B.C. lags on child poverty, report says: Advocacy group touts action plans adopted by six other provinces
Times Colonist/Vancouver Sun
By Lindsay Kines
November 24, 2009

B.C. needs to follow the lead of six other provinces and adopt a clear plan for reducing child poverty if it hopes to shed its reputation as the worst performer in the country, says a report due out today.

First Call B.C.'s Child Poverty Report Card says the province posted the highest rate of child poverty for the sixth-straight year in 2007 -- even before the current economic recession.

In that year, 156,000 children were living in poverty in B.C., a number "greater than the combined population of Nanaimo and Prince George," says the report by the First Call B.C. Child and Youth Advocacy Coalition, which represents 90 organizations across the province….

"We have failed a generation of children affected by poverty by our failure to keep the promise made in 1989," the B.C. report says. "Now is the time for British Columbia to make the necessary commitment to a provincial poverty reduction plan with clearly defined targets and timelines."

The report, however, relies on the controversial use of Statistics Canada's Low Income Cut-off to measure poverty. The LICO is the point at which most Canadians spend at least 20 percentage-points more than the average on food, shelter and clothing.

"Statistics Canada repeatedly emphasizes that it does not attempt to measure childhood poverty," B.C. Liberal backbencher Ralph Sultan, a former bank economist, said in the legislature last week. "That 'childhood poverty' label is not a label of its own invention. That's a label apparently made up and attached by First Call."….

First Call urges B.C. to commit to a poverty-reduction plan such as those adopted by Newfoundland and Labrador, Nova Scotia, New Brunswick, Quebec, Ontario and Manitoba.

The report also urges the government to:

- Appoint a cabinet minister to oversee a poverty reduction plan.

- Raise the minimum wage to $10.80 an hour and tie it to increases in the cost of living.

- Abolish the $6-an-hour training wage.

- Raise welfare rates.

The report comes as the B.C. government faces pressure on a number of fronts to tackle child poverty.

Children's Representative Mary Ellen Turpel-Lafond urged a joint leaders' meeting on the issue earlier this year, but was rebuffed by Premier Gordon Campbell.

The Union of B.C. Municipalities, however, called for a provincial child-poverty plan at its annual convention last month.

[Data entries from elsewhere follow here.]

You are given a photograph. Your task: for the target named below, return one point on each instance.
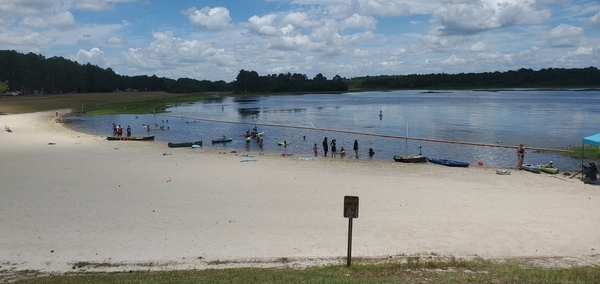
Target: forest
(31, 74)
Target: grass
(412, 269)
(98, 103)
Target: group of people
(118, 130)
(334, 150)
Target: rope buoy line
(376, 135)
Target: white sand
(86, 199)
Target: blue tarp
(592, 139)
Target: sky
(214, 40)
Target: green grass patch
(417, 269)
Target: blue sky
(214, 40)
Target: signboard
(350, 206)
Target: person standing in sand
(333, 149)
(520, 156)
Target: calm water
(547, 119)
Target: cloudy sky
(214, 40)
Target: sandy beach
(69, 197)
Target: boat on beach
(449, 163)
(548, 170)
(130, 138)
(184, 144)
(531, 168)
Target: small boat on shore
(222, 140)
(410, 159)
(531, 168)
(130, 138)
(449, 163)
(548, 170)
(184, 144)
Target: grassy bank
(410, 270)
(98, 103)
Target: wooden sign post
(350, 212)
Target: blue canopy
(592, 139)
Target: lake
(536, 118)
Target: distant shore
(71, 197)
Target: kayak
(222, 140)
(548, 170)
(253, 134)
(449, 163)
(531, 168)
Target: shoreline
(130, 206)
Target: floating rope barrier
(375, 135)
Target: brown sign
(350, 206)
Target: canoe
(449, 163)
(531, 168)
(253, 134)
(184, 144)
(410, 159)
(131, 138)
(548, 170)
(222, 140)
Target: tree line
(35, 74)
(523, 78)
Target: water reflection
(534, 118)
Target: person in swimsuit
(520, 156)
(333, 149)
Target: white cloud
(478, 47)
(595, 19)
(117, 40)
(385, 8)
(32, 39)
(263, 25)
(62, 21)
(470, 17)
(34, 22)
(584, 51)
(358, 21)
(565, 36)
(98, 5)
(95, 56)
(453, 60)
(216, 18)
(297, 20)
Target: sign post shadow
(350, 212)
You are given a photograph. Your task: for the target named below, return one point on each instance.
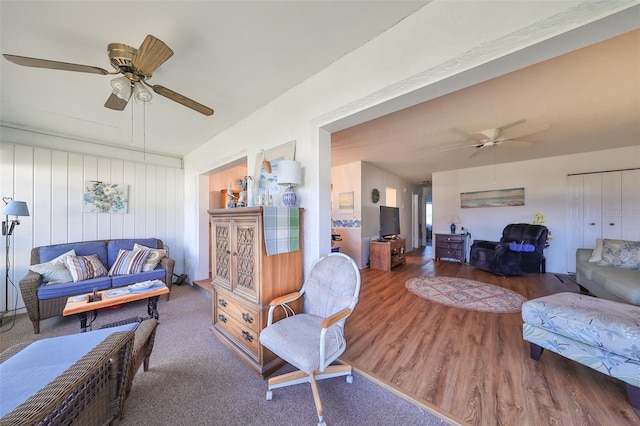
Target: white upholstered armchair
(313, 339)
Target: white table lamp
(289, 174)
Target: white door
(611, 204)
(630, 207)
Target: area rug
(466, 294)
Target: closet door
(592, 210)
(575, 218)
(611, 205)
(630, 207)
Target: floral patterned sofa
(601, 334)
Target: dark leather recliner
(499, 258)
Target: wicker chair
(91, 391)
(48, 308)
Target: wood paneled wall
(52, 183)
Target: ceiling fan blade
(151, 54)
(177, 97)
(512, 143)
(530, 130)
(455, 148)
(45, 63)
(513, 124)
(114, 102)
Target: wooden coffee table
(118, 296)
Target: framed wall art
(266, 182)
(495, 198)
(103, 197)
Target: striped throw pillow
(128, 262)
(85, 267)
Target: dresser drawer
(228, 306)
(245, 335)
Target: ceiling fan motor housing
(121, 56)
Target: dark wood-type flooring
(473, 367)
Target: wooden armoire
(245, 280)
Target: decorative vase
(250, 201)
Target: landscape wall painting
(495, 198)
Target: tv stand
(384, 255)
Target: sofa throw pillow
(54, 271)
(85, 267)
(621, 254)
(128, 262)
(596, 254)
(155, 255)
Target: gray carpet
(194, 379)
(567, 278)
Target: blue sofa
(43, 300)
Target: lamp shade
(289, 173)
(453, 218)
(16, 208)
(140, 93)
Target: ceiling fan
(492, 137)
(136, 67)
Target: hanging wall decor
(102, 197)
(375, 195)
(495, 198)
(266, 181)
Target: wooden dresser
(384, 255)
(245, 280)
(452, 247)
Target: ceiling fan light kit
(140, 93)
(135, 65)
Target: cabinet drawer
(245, 335)
(232, 309)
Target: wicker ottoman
(598, 333)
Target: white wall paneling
(52, 183)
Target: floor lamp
(11, 208)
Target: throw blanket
(281, 229)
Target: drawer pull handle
(247, 336)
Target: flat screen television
(389, 221)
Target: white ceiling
(233, 56)
(236, 56)
(582, 101)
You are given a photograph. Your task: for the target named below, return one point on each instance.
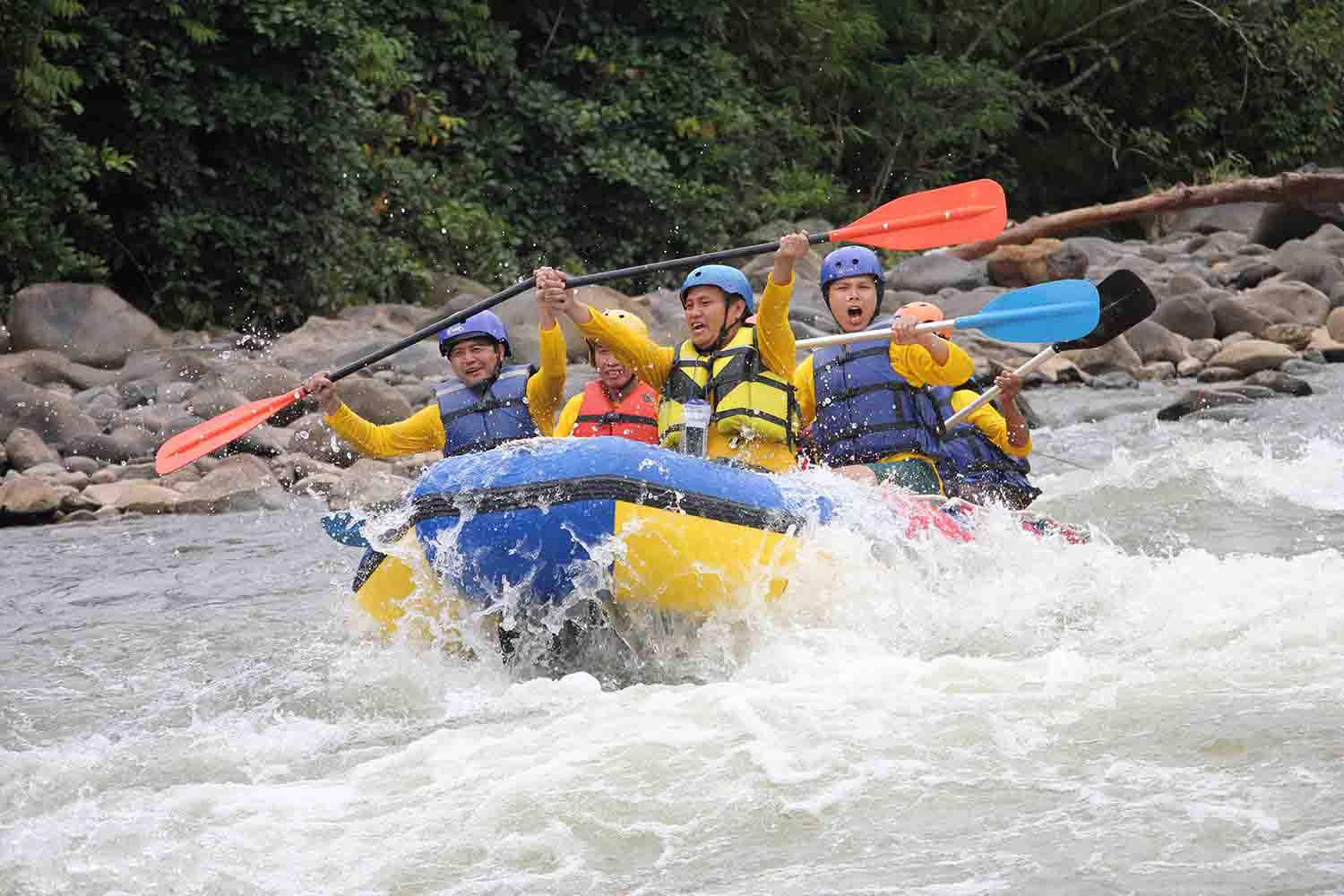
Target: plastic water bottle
(695, 441)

And Turpel-Lafond raised the issue with the province's Standing Committee on Children and Youth again last week.

"I would just put it on the record for the committee that I remain strongly of the view that British Columbia is lacking a coherent plan for child poverty," she said. "Those children in poverty are not achieving the outcomes in education and health and well-being that they need to achieve. The level of co-ordination is not there, as I'm seeing it is in other jurisdictions that are ahead of British Columbia, like Newfoundland, like Ontario, like Manitoba."